Another way that states fill the gap in federal firearm policy regarding alcohol is to adopt statutes that make repeated alcohol-related offenses (typically DUI or DWI arrests and/or convictions) a felony, which then triggers a felony report to the NICS database, or a state counterpart. The most frequently-applied federal firearm disqualifier, both in terms of gun purchase denials (failed background checks) and prosecutions, is 18 U.S.C. §922(g)(1), which prohibits firearm possession by prohibited persons who have been convicted for a crime punishable by over one year in prison. Some states, such as Pennsylvania, impose a penalty of up to five years imprisonment for multiple convictions of driving under the influence (DUI) at the highest blood alcohol content (BAC). Individuals who receive this penalty thus fall under §922(g)(1), and they are ineligible to purchase or possess a firearm.

Last month, in Holloway v. Attorney General, the Third Circuit upheld the statute’s validity against a Second Amendment challenge, concluding that a DUI is considered a “serious crime.” Holloway was convicted twice for driving under the influence.  The first charge, in 2002, was eventually dismissed under an accelerated rehabilitation program.  For the second charge, in 2005, he entered a guilty plea for violating the Pennsylvania statute.  Eleven years later, Holloway was denied from purchasing a firearm under §922(g)(1).  The Third Circuit acknowledged that there is no bright line rule for determining whether the offense reaches the “serious crime” threshold, but it analyzed several factors such as the legislature’s intent and the degree of punishment.  Note that this decision is consistent in result but different in methodology from some other recent federal district court decisions analyzing disarmament under the same Pennsylvania statute.
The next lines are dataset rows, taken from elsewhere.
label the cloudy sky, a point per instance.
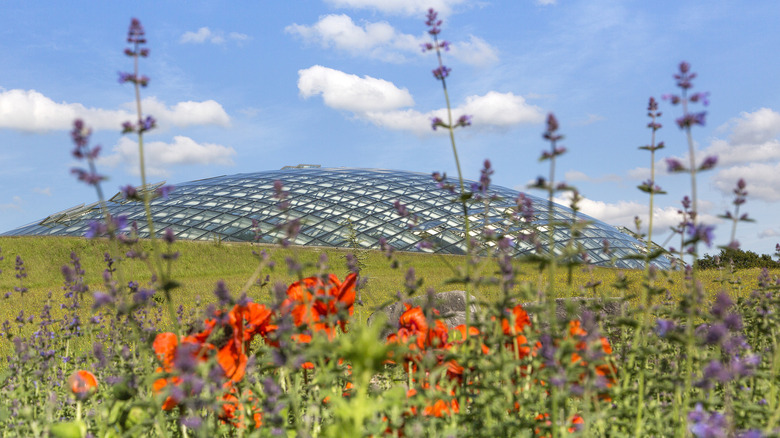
(249, 86)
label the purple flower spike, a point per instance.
(464, 120)
(709, 162)
(441, 72)
(432, 22)
(135, 34)
(702, 233)
(674, 165)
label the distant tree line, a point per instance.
(741, 260)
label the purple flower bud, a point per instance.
(127, 127)
(441, 72)
(168, 236)
(147, 124)
(464, 120)
(100, 299)
(673, 98)
(664, 326)
(709, 162)
(700, 96)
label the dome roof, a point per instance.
(342, 207)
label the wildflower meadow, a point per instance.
(123, 359)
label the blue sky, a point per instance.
(249, 86)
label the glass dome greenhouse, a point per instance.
(344, 207)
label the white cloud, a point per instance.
(344, 91)
(576, 175)
(769, 232)
(623, 213)
(201, 36)
(380, 102)
(206, 35)
(381, 41)
(590, 119)
(763, 180)
(498, 110)
(757, 127)
(754, 137)
(340, 32)
(42, 190)
(159, 156)
(189, 113)
(238, 36)
(400, 7)
(476, 52)
(31, 111)
(15, 204)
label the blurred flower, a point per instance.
(703, 424)
(82, 384)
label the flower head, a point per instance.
(82, 384)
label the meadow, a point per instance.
(121, 336)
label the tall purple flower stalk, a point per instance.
(136, 38)
(441, 72)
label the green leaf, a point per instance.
(71, 429)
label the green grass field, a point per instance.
(202, 264)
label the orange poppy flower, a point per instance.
(82, 384)
(250, 320)
(606, 369)
(311, 299)
(233, 410)
(439, 408)
(413, 329)
(232, 359)
(576, 423)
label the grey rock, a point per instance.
(451, 306)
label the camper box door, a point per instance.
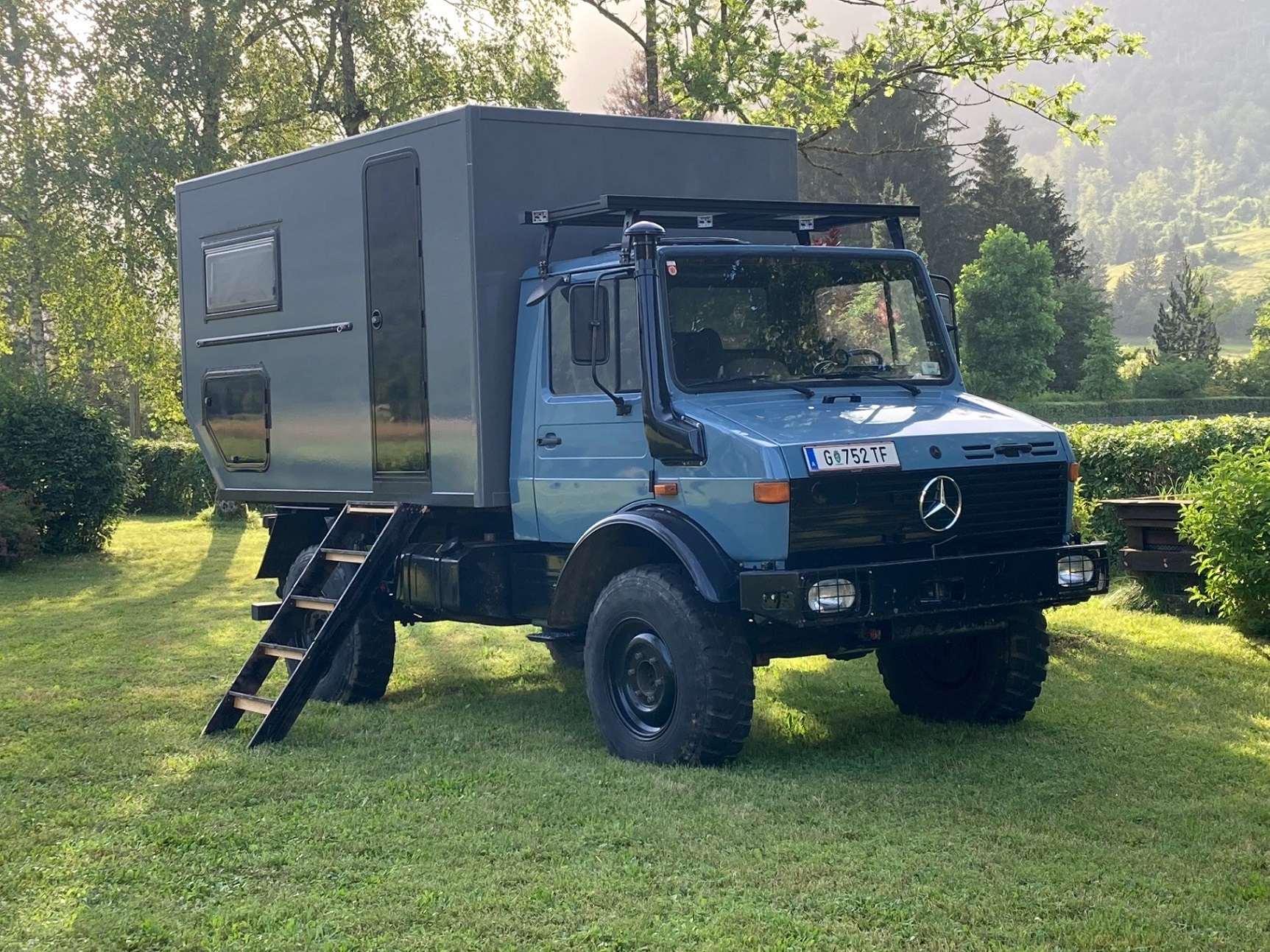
(394, 278)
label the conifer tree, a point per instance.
(1185, 326)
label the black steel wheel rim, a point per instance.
(641, 674)
(949, 663)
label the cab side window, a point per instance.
(620, 367)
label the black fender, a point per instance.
(292, 529)
(644, 533)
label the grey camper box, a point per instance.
(306, 377)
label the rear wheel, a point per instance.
(668, 677)
(364, 664)
(992, 677)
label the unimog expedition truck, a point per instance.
(595, 375)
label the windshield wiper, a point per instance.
(771, 384)
(851, 373)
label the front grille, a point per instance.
(874, 515)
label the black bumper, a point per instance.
(893, 590)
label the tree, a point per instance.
(1082, 312)
(35, 68)
(903, 140)
(769, 64)
(629, 94)
(1185, 328)
(1006, 312)
(1001, 193)
(1100, 370)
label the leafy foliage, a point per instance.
(70, 459)
(1006, 312)
(19, 531)
(1230, 524)
(1137, 410)
(1152, 459)
(1100, 370)
(770, 64)
(1168, 377)
(173, 478)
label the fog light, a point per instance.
(831, 596)
(1075, 570)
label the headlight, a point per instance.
(831, 596)
(1075, 570)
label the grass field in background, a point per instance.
(476, 808)
(1243, 277)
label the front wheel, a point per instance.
(991, 677)
(669, 680)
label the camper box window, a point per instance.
(241, 275)
(236, 414)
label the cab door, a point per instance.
(588, 461)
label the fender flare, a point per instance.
(632, 537)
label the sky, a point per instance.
(601, 51)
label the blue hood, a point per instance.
(936, 429)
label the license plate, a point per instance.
(853, 456)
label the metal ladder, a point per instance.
(392, 526)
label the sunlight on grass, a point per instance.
(476, 808)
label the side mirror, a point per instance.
(945, 308)
(588, 324)
(948, 308)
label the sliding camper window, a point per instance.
(241, 275)
(236, 414)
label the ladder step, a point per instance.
(313, 603)
(295, 654)
(250, 702)
(343, 555)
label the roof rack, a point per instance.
(720, 214)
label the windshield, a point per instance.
(752, 320)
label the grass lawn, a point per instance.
(476, 808)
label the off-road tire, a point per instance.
(364, 664)
(568, 654)
(649, 622)
(992, 677)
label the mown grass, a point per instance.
(476, 808)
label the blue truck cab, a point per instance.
(702, 445)
(779, 433)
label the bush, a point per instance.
(1230, 524)
(173, 478)
(1152, 459)
(1142, 410)
(1168, 377)
(70, 459)
(19, 532)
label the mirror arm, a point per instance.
(623, 406)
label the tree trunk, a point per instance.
(38, 333)
(135, 410)
(352, 107)
(652, 93)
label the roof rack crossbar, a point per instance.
(722, 214)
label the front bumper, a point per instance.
(893, 590)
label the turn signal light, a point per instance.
(772, 492)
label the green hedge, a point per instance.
(70, 461)
(1142, 410)
(1152, 459)
(173, 478)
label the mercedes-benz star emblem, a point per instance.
(940, 504)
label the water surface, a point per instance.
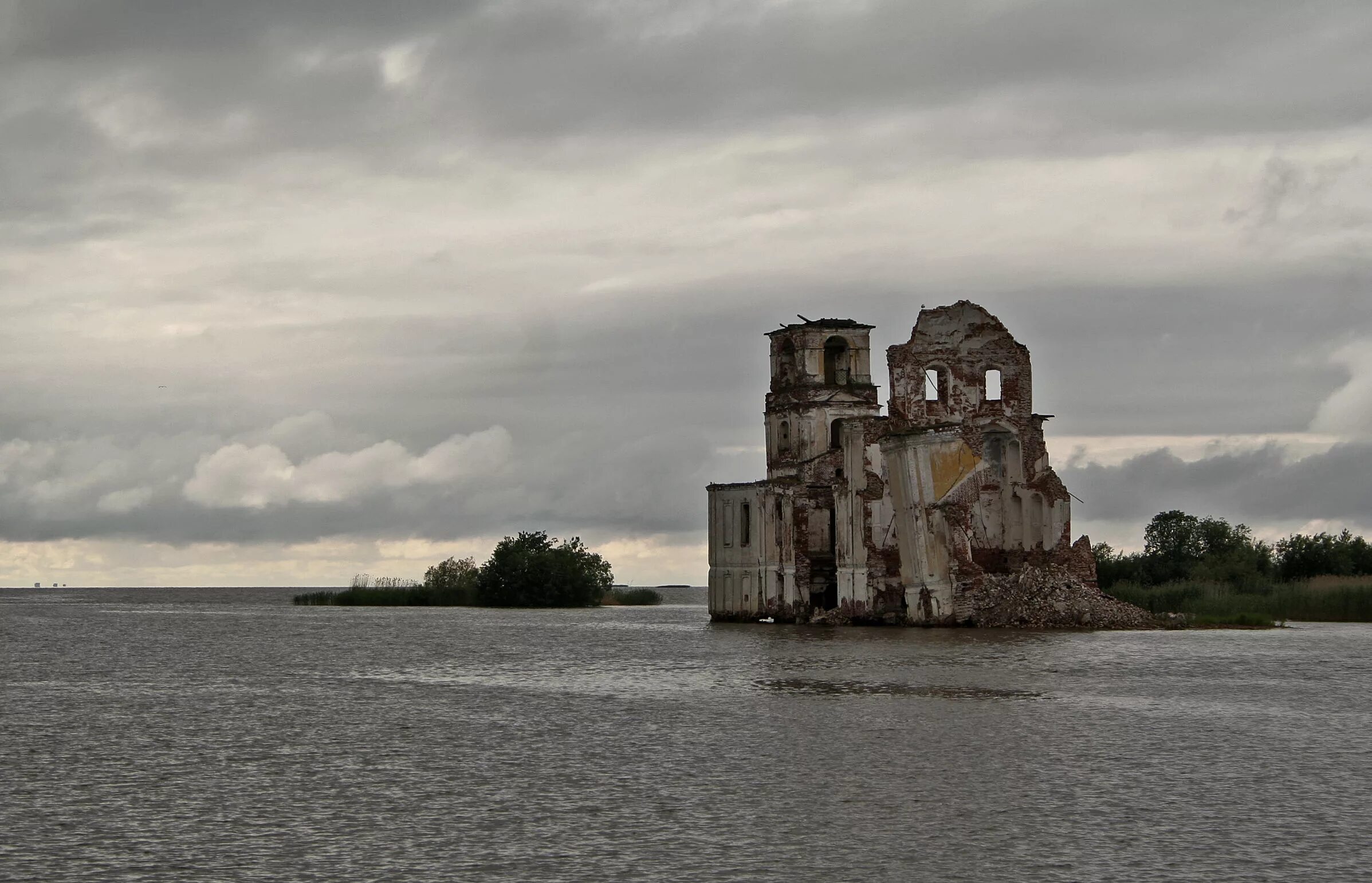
(227, 735)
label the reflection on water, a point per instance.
(859, 689)
(225, 735)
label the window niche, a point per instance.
(836, 361)
(787, 362)
(936, 384)
(992, 384)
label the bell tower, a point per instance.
(821, 373)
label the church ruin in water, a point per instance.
(897, 517)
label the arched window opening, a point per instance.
(994, 453)
(994, 384)
(836, 361)
(936, 384)
(787, 361)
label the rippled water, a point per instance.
(227, 735)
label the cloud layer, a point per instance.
(287, 275)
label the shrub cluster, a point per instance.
(631, 597)
(1216, 572)
(526, 571)
(1179, 546)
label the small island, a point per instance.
(527, 571)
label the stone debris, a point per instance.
(1046, 598)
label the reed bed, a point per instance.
(1322, 600)
(633, 597)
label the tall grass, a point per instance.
(390, 592)
(637, 597)
(1324, 600)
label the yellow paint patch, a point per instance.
(950, 464)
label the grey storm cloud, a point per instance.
(268, 269)
(1261, 484)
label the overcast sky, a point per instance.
(297, 290)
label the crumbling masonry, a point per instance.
(899, 517)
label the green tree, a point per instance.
(536, 571)
(453, 582)
(1172, 542)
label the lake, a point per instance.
(228, 735)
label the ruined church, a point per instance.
(895, 517)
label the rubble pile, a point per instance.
(1046, 598)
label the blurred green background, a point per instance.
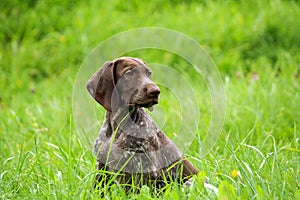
(255, 45)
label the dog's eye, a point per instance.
(129, 73)
(149, 73)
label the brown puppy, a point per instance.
(129, 141)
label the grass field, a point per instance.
(255, 45)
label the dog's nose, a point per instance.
(153, 90)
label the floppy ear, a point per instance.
(101, 85)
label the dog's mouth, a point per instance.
(148, 103)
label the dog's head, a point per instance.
(124, 81)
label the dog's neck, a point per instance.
(123, 113)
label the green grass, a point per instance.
(43, 43)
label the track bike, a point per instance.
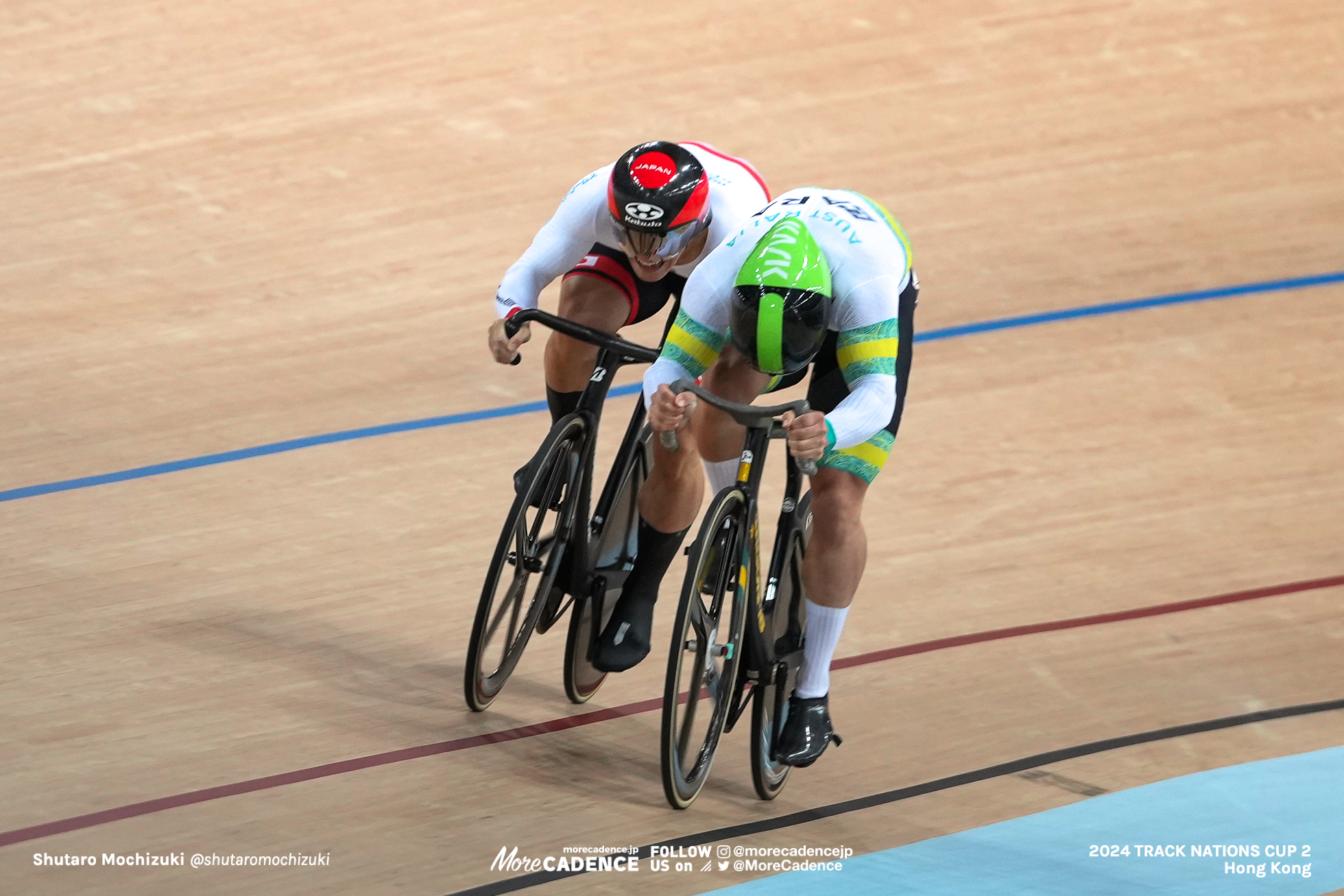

Part of what makes the Holloway case significant is that the Third Circuit had previously broken from other federal circuit courts, in Binderup v. Attorney General, in holding that the felon prohibition did violate the Second Amendment, at least as applied in the case, because the felony itself had been a nonviolent crime that received a lenient sentence.  Binderup receives frequent mention in discussions about the Second Amendment and the felon disarmament, due to its unique place among circuit court decisions on this topic.  It is unclear whether Holloway signals a change in direction for the Third Circuit, or if it merely narrows the applicability of the approach in Binderup.